The only subtle corner case is m = 0, because pN would require division by zero. That case is handled separately.
Worked Examples
Sample 1
Input:
n = 5
k = 2
values = [10, 20, 5, 15, 25]
We have:
special_sum = 30
ordinary_sum = 45
m = 3
| Quantity | Value |
|---|---|
| m | 3 |
| pS | 2 / 4 = 1/2 |
| pN | 2 / 3 |
| Special contribution | 30 × 1/2 = 15 |
| Ordinary contribution | 45 × 2/3 = 30 |
| Alice | 45 |
| Bob | 30 |
The answer is:
45 30
This example shows that special and ordinary balls use different probabilities.
Custom Example
n = 3
k = 1
values = [100, 1, 1]
| Quantity | Value |
|---|---|
| m | 2 |
| pS | 2/3 |
| pN | 1/2 |
| Special contribution | 100 × 2/3 |
| Ordinary contribution | 2 × 1/2 = 1 |
| Alice | 203/3 |
| Bob | 102 - 203/3 = 103/3 |
This example highlights why the special ball cannot be treated as having probability 1/2.
Complexity Analysis
| Measure | Complexity | Explanation |
|---|---|---|
| Time | O(n) |
Each ball is visited once while computing sums |
| Space | O(1) |
Only a few variables besides the input array |
The total number of balls over all test cases is at most 5 · 10^5, so a linear scan easily fits within the time limit. The memory usage is constant apart from storing the current test case.
Test Cases
# helper: run solution on input string, return output string
import sys
import io
MOD = 10**9 + 7
def run(inp: str) -> str:
sys.stdin = io.StringIO(inp)
input = sys.stdin.readline
t = int(input())
out = []
for _ in range(t):
n, k = map(int, input().split())
v = list(map(int, input().split()))
m = n - k
ss = sum(v[:k]) % MOD
sn = sum(v[k:]) % MOD
if m == 0:
out.append(f"{ss} 0")
continue
pS = ((m + 2) // 2) * pow(m + 1, MOD - 2, MOD) % MOD
pN = ((m + 1) // 2) * pow(m, MOD - 2, MOD) % MOD
alice = (ss * pS + sn * pN) % MOD
bob = (ss + sn - alice) % MOD
out.append(f"{alice} {bob}")
return "\n".join(out)
# sample
assert run(
"""1
5 2
10 20 5 15 25
"""
) == "45 30"
# minimum size
assert run(
"""1
1 1
7
"""
) == "7 0"
# all balls special
assert run(
"""1
4 4
1 2 3 4
"""
) == "10 0"
# one special, one ordinary
assert run(
"""1
2 1
10 20
"""
) == "25 5"
# all values equal
assert run(
"""1
5 2
1 1 1 1 1
"""
) == "3 2"
| Test input | Expected output | What it validates |
|---|---|---|
1 1 / 7 |
7 0 |
Smallest possible instance |
4 4 / 1 2 3 4 |
10 0 |
No ordinary balls |
2 1 / 10 20 |
25 5 |
Different probabilities for special and ordinary balls |
5 2 / 1 1 1 1 1 |
3 2 |
Symmetry and expectation arithmetic |
Edge Cases
All balls are special
Input:
1
4 4
1 2 3 4
There are no ordinary balls. The turn never changes.
Alice takes every ball:
Alice = 10
Bob = 0
The implementation handles this before computing any modular inverses.
Exactly one ordinary ball
Input:
1
2 1
10 20
There is one gap before the ordinary ball and one gap after it.
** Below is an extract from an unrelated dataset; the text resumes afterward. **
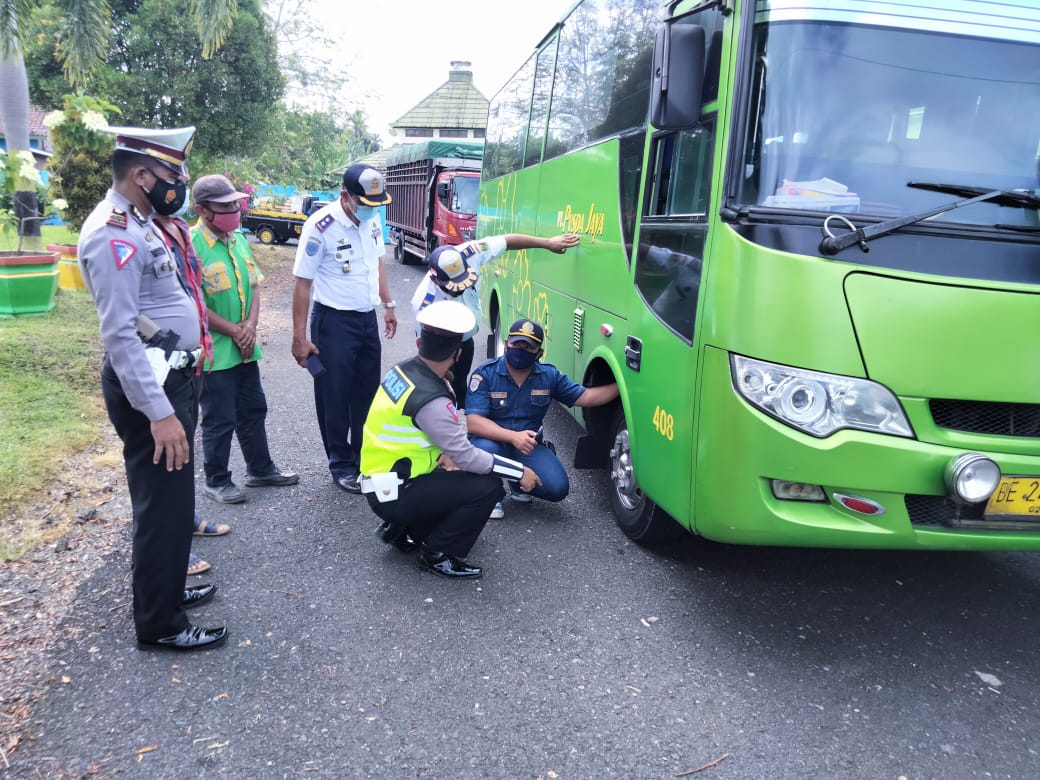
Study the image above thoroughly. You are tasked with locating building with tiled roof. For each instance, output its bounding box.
[0,106,52,168]
[390,60,488,142]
The special ball lands in either gap with equal probability.
pS = 1/2
pN = 1
Alice's expectation becomes:
10 × 1/2 + 20 × 1 = 25
which matches direct enumeration.
Many special balls, no effect on parity
Input:
1
5 4
10 10 10 10 100
Only one ordinary ball exists.
All four special balls share the same probability:
pS = 1/2
regardless of how many special balls there are. The derivation depends only on the number of ordinary balls because only ordinary balls affect turn changes. This is exactly the property used by the algorithm.
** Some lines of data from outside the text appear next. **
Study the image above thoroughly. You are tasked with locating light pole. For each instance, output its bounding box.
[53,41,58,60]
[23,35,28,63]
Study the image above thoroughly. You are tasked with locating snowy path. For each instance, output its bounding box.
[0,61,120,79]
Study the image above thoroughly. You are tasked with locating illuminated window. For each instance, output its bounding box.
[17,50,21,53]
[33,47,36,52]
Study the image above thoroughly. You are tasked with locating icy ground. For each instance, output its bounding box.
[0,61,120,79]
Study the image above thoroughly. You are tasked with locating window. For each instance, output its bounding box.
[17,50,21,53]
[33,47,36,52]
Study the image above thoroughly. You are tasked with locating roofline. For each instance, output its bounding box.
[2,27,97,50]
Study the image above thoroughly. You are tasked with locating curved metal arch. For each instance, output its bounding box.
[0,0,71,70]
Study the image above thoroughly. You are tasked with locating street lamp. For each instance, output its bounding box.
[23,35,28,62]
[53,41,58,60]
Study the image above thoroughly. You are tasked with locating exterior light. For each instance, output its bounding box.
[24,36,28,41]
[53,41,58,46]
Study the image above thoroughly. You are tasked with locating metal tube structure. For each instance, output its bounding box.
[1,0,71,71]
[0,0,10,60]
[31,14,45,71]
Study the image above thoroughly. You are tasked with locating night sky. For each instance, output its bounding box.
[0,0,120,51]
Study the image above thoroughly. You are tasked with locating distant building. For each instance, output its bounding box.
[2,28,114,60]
Even versus odd number of ordinary balls
Input:
1
3 1
100 1 1
Here m = 2.
Alice owns two of the three gaps, giving
pS = 2/3
instead of 1/2.
A solution that assumes every special ball is equally likely to belong to either player would fail on this example. The gap-counting argument correctly produces the larger probability.